A reconciliation of the total gross amounts of unrecognized tax benefits for the years ended are as follows (in thousands):
 December 31,
 202120202019
Balance at beginning of year$5,484 $4,320 $4,629 
Increases related to prior year tax positions317 1,382 (34)
Increases related to current year tax positions— 119 
Expiration of the statute of limitations for the assessment of taxes(713)(221)(393)
Increase (decrease) related to change in rate— — (1)
Balance at end of year$5,088 $5,484 $4,320 

At December 31, 2021, the Company has unrecognized tax benefits of $5.1 million of which $4.1 million will affect the effective tax rate if recognized.
 
The Company recognizes accrued interest and penalties related to unrecognized tax benefits in income tax expense. During the year ended December 31, 2021 the Company accrued approximately $0.04 million of interest and penalties. As of December 31, 2021, accrued interest and penalties amounted to approximately $0.4 million. We do not anticipate the uncertain tax position to change materially within the next 12 months.

On March 27, 2020, the United States enacted the Coronavirus Aid, Relief and Economic Security Act (CARES Act). The Cares Act is an emergency economic stimulus package that includes spending and tax breaks to strengthen the United States economy and fund a nationwide effort to curtail the effect of COVID-19. The CARES Act provides sweeping tax changes in response to the COVID-19 pandemic, some of the more significant provisions are removal of certain limitations on utilization of net operating losses, increasing the loss carryback period for certain losses to five years, and increasing the ability to deduct interest expense, as well as amending certain provisions of the previously enacted Tax Cuts and Jobs Act. At December 31, 2020, the Company has taken advantage of the accelerated tax depreciation related to qualified improvement property and the Paycheck Protection Program loan allowed under the CARES Act.

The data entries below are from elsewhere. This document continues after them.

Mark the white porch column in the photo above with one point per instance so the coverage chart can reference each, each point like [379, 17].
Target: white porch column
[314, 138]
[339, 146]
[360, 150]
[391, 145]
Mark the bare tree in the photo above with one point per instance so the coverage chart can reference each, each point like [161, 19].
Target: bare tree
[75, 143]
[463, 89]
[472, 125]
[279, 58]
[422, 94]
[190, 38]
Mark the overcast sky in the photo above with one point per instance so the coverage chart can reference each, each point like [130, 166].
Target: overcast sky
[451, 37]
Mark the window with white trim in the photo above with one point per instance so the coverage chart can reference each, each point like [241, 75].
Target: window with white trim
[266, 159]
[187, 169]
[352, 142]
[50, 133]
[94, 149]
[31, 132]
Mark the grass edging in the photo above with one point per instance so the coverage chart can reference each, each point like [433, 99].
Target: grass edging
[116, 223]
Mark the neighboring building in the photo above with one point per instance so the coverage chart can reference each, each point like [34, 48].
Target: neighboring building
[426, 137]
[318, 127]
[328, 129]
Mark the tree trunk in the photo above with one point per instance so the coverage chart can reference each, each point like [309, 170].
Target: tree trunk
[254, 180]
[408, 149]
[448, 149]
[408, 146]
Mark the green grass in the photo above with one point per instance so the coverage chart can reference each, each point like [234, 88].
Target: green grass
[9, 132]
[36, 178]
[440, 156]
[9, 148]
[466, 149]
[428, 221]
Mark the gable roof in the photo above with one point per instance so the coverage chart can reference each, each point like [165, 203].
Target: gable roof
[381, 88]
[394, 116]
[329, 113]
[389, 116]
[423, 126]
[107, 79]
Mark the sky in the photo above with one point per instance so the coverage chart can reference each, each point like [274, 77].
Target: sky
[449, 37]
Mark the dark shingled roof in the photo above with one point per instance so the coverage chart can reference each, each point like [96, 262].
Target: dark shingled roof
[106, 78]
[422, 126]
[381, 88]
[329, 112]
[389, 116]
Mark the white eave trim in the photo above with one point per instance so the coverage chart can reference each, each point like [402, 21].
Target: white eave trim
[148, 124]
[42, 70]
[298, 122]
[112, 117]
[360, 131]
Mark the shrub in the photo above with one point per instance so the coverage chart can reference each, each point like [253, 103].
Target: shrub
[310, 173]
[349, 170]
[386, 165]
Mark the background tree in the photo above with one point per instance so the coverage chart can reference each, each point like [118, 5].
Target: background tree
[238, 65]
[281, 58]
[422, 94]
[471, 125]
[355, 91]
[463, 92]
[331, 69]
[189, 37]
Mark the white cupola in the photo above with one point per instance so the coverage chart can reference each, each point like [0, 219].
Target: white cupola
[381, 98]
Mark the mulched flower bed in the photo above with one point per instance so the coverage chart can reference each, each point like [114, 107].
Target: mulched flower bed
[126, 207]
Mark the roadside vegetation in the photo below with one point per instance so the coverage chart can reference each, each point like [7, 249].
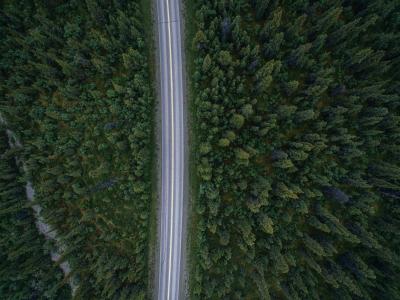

On December 27, 2020, the United States enacted the Consolidated Appropriations Act of 2021 (“CAA”). The CAA includes provisions extending certain CARES Act provisions and adds coronavirus relief, tax and health extenders. The Company will continue to evaluate the impact of the CAA and its impact on our financial statements in 2021 and beyond.

In June 29, 2020, the state of California passed Assembly Bill 85 which suspends the California net operating loss deduction for the 2020-2022 tax years and the R&D credit usage for the same period (for credit usages in excess of $5M). These suspensions were considered in preparation of the 2021 and 2020 financial statements.